Optimize_Prime@DravidianLangTech-ACL2022: Abusive Comment Detection in Tamil
Shantanu Patankar, Omkar Gokhale, Onkar Litake, Aditya Mandke, Dipali, Kadam

TL;DR
This paper addresses abusive comment detection in Tamil and code-mixed Tamil-English social media comments using ensemble, RNN, and Transformer models, achieving macro F1 scores around 0.43-0.45.
Contribution
It introduces an approach combining ensemble, RNN, and Transformer models for abusive comment detection in low-resource Tamil and code-mixed data, with state-of-the-art results.
Findings
MuRIL and XLM-RoBERTA achieved 0.43 F1 score on Tamil data.
MuRIL and M-BERT achieved 0.45 F1 score on code-mixed data.

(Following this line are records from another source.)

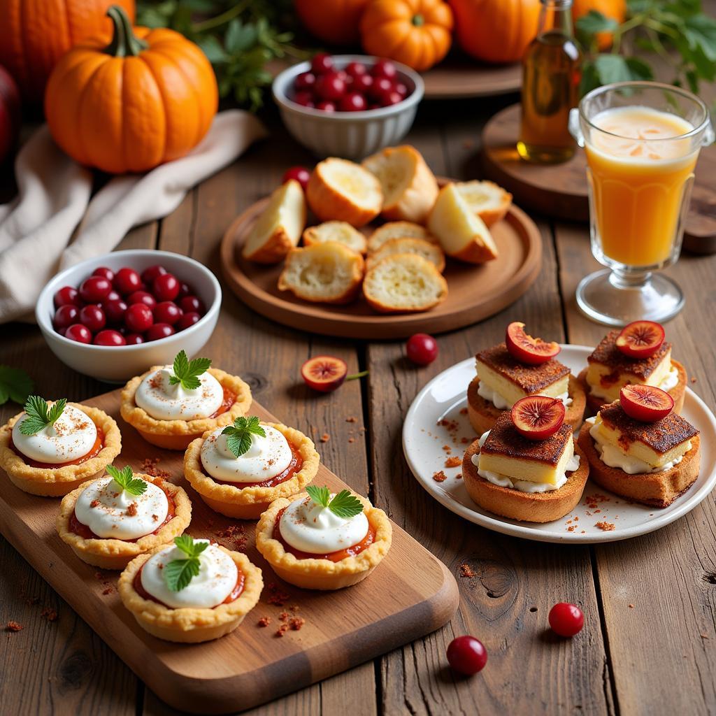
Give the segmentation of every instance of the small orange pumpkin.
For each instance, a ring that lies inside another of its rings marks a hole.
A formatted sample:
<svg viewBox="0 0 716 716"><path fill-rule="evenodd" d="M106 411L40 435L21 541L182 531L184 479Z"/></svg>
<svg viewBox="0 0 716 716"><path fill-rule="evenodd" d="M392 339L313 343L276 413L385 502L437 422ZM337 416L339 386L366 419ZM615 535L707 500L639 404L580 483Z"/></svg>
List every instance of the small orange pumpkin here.
<svg viewBox="0 0 716 716"><path fill-rule="evenodd" d="M453 11L442 0L372 0L360 22L363 49L429 69L450 49Z"/></svg>
<svg viewBox="0 0 716 716"><path fill-rule="evenodd" d="M540 0L450 0L455 34L468 54L516 62L537 34Z"/></svg>
<svg viewBox="0 0 716 716"><path fill-rule="evenodd" d="M113 2L134 20L135 0L0 0L0 64L26 100L42 100L49 73L70 47L101 33L109 40Z"/></svg>
<svg viewBox="0 0 716 716"><path fill-rule="evenodd" d="M45 117L73 159L112 174L183 156L206 134L218 104L209 61L173 30L136 27L112 6L114 36L65 54L52 71Z"/></svg>

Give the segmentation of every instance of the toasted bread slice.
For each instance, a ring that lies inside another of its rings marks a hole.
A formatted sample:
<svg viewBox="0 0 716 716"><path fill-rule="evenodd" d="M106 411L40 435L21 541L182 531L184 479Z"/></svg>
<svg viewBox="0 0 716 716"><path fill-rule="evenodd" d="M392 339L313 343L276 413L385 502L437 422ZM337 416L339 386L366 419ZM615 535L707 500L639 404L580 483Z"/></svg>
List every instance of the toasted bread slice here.
<svg viewBox="0 0 716 716"><path fill-rule="evenodd" d="M422 238L431 243L437 243L437 239L425 226L412 221L389 221L368 237L368 253L377 251L386 241L393 238Z"/></svg>
<svg viewBox="0 0 716 716"><path fill-rule="evenodd" d="M628 475L623 470L610 468L601 461L594 447L594 440L589 435L591 427L591 423L585 422L579 431L578 440L589 461L589 477L600 487L615 495L651 507L668 507L686 492L699 476L699 435L691 438L691 450L670 470Z"/></svg>
<svg viewBox="0 0 716 716"><path fill-rule="evenodd" d="M437 196L437 182L415 147L387 147L364 159L363 166L380 180L383 216L418 223L425 221Z"/></svg>
<svg viewBox="0 0 716 716"><path fill-rule="evenodd" d="M304 246L326 241L337 241L358 253L365 253L368 250L364 234L347 221L324 221L317 226L309 226L304 231Z"/></svg>
<svg viewBox="0 0 716 716"><path fill-rule="evenodd" d="M552 522L569 514L581 499L589 462L579 446L574 445L574 454L579 455L579 468L567 473L567 481L558 490L543 493L523 493L513 488L493 485L478 474L473 464L473 455L480 453L475 440L465 452L463 458L463 479L470 499L476 505L511 520L521 522Z"/></svg>
<svg viewBox="0 0 716 716"><path fill-rule="evenodd" d="M441 190L427 220L449 256L468 263L484 263L497 258L497 246L485 222L473 213L455 184Z"/></svg>
<svg viewBox="0 0 716 716"><path fill-rule="evenodd" d="M347 159L330 157L311 173L306 198L321 221L347 221L363 226L380 213L380 182L367 169Z"/></svg>
<svg viewBox="0 0 716 716"><path fill-rule="evenodd" d="M366 274L363 295L379 313L417 313L445 301L448 282L427 258L395 253Z"/></svg>
<svg viewBox="0 0 716 716"><path fill-rule="evenodd" d="M279 277L279 289L314 303L347 304L363 279L363 257L337 241L291 249Z"/></svg>
<svg viewBox="0 0 716 716"><path fill-rule="evenodd" d="M244 242L241 255L258 263L278 263L296 246L306 226L306 198L295 179L274 189L268 205Z"/></svg>
<svg viewBox="0 0 716 716"><path fill-rule="evenodd" d="M494 182L458 182L455 187L472 211L488 228L503 218L512 205L512 195Z"/></svg>
<svg viewBox="0 0 716 716"><path fill-rule="evenodd" d="M416 253L427 258L442 274L445 268L445 255L437 243L430 243L423 238L392 238L386 241L374 253L366 259L366 268L370 270L386 256L394 253Z"/></svg>

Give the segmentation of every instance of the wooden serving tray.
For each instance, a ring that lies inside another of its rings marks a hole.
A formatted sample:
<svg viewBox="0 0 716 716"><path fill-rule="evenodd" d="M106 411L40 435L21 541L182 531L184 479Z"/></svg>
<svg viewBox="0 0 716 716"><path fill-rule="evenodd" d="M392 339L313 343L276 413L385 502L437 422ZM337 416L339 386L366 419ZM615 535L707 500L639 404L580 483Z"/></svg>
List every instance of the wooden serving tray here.
<svg viewBox="0 0 716 716"><path fill-rule="evenodd" d="M171 706L195 713L223 713L250 708L407 644L448 621L459 601L455 578L407 532L393 524L392 546L364 581L334 592L299 589L276 577L253 543L254 522L223 517L211 511L184 479L183 453L145 442L119 417L120 391L90 400L111 415L122 430L116 464L138 470L145 458L171 473L192 500L188 531L211 537L229 548L236 538L217 533L230 525L246 533L244 551L263 573L261 601L236 631L214 642L178 644L151 637L127 611L115 589L118 572L98 571L78 559L54 528L59 501L28 495L0 470L0 530L32 566L65 599L137 675ZM254 402L251 414L276 421ZM332 490L347 485L322 464L316 483ZM270 584L289 598L269 603ZM109 594L104 594L111 587ZM281 611L306 620L300 631L275 636ZM258 625L270 616L266 628Z"/></svg>
<svg viewBox="0 0 716 716"><path fill-rule="evenodd" d="M440 180L445 183L445 180ZM291 291L279 291L283 262L263 266L247 261L241 246L268 199L250 206L229 226L221 241L221 266L233 292L257 313L278 323L311 333L342 338L399 339L414 333L453 331L501 311L531 286L542 263L542 241L534 222L512 206L490 231L499 251L482 266L448 258L444 276L448 298L430 311L417 314L376 313L362 299L347 306L311 304ZM317 223L309 221L309 224ZM364 227L369 233L377 224Z"/></svg>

Ensemble and Transformer models improve detection accuracy.
Abstract
This paper tries to address the problem of abusive comment detection in low-resource indic languages. Abusive comments are statements that are offensive to a person or a group of people. These comments are targeted toward individuals belonging to specific ethnicities, genders, caste, race, sexuality, etc. Abusive Comment Detection is a significant problem, especially with the recent rise in social media users. This paper presents the approach used by our team - Optimize_Prime, in the ACL 2022 shared task "Abusive Comment Detection in Tamil." This task detects and classifies YouTube comments in Tamil and Tamil- English Codemixed format into multiple categories. We have used three methods to optimize our results: Ensemble models, Recurrent Neural Networks, and Transformers. In the Tamil data, MuRIL and XLM-RoBERTA were our best performing models with a macro-averaged f1 score of 0.43.…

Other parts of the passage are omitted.